Tagging & Controlled Vocabularies

Overview

There are currently three possible sources for tags that can be used in both the ELN and the Inventory (RSINV) system. The types of tags you can use are configurable at the LabGroup level by the PI.

1) Tags can be "free text" - typed by users, but remembered and subsequently autocompleted by the system.

2) Tags can be autocompleted based on a list read from one or more managed documents created in RSpace using Create > from form > "RSpace Tags from Ontologies". These documents can be edited manually, or populated using CSV files imported using the My RSpace > Export-Import page.

3) Tags can also be selected from external industry standard ontologies such as https://bioportal.bioontology.org/ connected to RSpace via the RSpace API.

When adding tags, the system will make suggestions after you have typed a few characters:

PIs can decide to enforce the use of ontologies within their lab group, this will remove the option to enter tags as free text and enforce that all tags associated with documents MUST come from either ontology files shared with a Group, or, if allowed, from an external ontology. This is described in detail below.

Tagging ELN documents, folders, and notebooks

Tagging multiple records in Workspace listing

You can tag any document, folder or notebook that you can edit – just select the record(s) in Workspace listing, and click on 'Add/Remove Tags' action.

The tagging dialog allows for adding/removal of tags from all selected records. It starts up with showing tags that are applied to every selected record.

Deleting the tag will remove it from all selected records, adding new tag will add it to all selected records.

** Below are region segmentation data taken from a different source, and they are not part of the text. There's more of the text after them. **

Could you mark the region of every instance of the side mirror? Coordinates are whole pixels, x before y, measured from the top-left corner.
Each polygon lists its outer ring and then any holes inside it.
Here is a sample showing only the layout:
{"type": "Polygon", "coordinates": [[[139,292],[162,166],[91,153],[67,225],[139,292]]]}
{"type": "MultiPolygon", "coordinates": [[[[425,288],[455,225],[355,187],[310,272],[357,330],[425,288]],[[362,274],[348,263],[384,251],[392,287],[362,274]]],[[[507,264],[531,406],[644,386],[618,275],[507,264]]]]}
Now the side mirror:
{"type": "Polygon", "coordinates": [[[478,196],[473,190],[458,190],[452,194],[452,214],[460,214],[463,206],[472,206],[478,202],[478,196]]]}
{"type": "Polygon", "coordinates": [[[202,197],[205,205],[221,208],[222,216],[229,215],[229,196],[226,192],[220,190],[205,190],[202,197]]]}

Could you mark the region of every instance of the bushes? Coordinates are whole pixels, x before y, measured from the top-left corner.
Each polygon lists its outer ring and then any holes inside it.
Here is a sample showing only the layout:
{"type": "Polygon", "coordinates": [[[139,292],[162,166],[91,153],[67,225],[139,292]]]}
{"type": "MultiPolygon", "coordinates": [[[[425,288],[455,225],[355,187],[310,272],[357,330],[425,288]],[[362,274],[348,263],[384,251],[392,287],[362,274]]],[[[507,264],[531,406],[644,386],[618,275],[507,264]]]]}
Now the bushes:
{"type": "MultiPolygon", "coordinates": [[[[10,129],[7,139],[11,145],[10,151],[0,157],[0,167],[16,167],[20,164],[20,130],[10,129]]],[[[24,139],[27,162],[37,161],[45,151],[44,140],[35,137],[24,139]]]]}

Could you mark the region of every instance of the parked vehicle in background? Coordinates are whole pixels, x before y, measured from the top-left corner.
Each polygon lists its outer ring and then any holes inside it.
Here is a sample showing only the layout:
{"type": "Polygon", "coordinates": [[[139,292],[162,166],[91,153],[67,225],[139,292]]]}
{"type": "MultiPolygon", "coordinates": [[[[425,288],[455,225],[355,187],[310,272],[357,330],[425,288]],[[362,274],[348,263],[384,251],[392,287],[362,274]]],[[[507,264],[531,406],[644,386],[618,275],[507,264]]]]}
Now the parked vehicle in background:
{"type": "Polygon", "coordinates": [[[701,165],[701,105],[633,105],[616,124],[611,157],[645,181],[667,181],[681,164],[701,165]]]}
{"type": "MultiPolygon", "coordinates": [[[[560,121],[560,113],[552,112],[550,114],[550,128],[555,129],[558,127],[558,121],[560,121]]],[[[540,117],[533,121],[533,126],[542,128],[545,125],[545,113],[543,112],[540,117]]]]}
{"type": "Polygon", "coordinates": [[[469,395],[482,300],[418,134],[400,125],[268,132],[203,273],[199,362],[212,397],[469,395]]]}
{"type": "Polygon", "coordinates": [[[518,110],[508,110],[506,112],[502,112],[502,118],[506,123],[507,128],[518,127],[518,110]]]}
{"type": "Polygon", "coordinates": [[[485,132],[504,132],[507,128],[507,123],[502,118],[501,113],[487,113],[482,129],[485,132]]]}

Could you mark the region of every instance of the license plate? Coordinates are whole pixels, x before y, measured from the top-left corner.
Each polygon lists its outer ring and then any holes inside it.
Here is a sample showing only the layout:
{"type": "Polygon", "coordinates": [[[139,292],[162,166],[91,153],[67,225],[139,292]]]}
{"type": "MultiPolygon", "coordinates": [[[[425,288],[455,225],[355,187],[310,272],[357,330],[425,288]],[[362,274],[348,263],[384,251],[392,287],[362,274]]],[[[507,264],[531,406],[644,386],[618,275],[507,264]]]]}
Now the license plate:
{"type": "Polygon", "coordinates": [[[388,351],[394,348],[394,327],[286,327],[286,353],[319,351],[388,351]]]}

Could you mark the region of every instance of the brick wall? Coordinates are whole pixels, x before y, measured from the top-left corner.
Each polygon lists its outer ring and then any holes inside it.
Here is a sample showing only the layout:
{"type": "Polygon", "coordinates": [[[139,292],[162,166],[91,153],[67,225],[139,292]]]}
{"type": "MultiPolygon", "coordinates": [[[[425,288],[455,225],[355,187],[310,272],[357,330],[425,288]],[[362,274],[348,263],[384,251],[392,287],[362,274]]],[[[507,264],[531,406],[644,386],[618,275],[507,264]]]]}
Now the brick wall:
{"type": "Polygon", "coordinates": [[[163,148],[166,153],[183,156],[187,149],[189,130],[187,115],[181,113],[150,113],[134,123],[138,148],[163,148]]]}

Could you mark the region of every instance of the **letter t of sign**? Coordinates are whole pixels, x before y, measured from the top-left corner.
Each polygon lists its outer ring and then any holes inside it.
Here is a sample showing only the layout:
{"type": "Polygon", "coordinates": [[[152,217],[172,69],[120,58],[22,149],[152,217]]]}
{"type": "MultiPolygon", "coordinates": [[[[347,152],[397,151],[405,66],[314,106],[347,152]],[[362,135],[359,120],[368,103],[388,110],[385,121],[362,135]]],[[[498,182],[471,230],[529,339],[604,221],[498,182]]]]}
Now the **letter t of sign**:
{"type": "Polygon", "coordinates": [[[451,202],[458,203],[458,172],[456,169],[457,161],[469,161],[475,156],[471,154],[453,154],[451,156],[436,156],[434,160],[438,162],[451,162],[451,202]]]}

Tagging individual documents in Document View

Additionally, when viewing a document the current tags are displayed at the top-right-hand side of the document view, next to the name. To edit, just click on the 'edit' symbol and add them as a comma-separated list in the ‘Tags’ textbox .

Clicking on 'edit tags' displays a text input which will be autopopulated with 'suggestions'. It will also display existing tags as tag 'pill's. Click on a pill to see information about that tag and or click on the 'x' in the pill to delete the tag.

Tag pills which have meta-data (ie they come from an Ontology) are displayed with a dark blue background. Tag pills for 'free-text' tags are displayed with a light blue background as shown in the image below

Searching for Tagged content

After clicking on 'filter' icon In Workspace search dialog, you can choose to search by tag(s):

When using tag search, RSpace autopopulates the possible search terms from existing tags:

Searching for tags is a very powerful way to organise and aggregate your research documents in multiple ways – for example by grant number, project, or publication, or simply as a collective name for a related or themed set of documents. To view only a selection of documents marked with a particular tag, choose ‘Tag’ in the Workspace search drop-down and enter the identifying term you have tagged a series of entries or documents with – the search returns a table of results which only shows items containing the particular tag. Tagging documents makes them easier to find and collects them in search results with similarly tagged related content.

Tagging Rules

Stop words and Tagging

There are various words that the search engine will not find. These are generally short prepositions such as 'of', 'and', 'this', 'that' etc. The search engine will not be able to find tags that are solely comprised of these stop words. It will, however, find tags that include these stop words but are not exclusively using stop words. Therefore it will not find a document tagged with the value: 'of'. It will find a document tagged with 'Ides of March'.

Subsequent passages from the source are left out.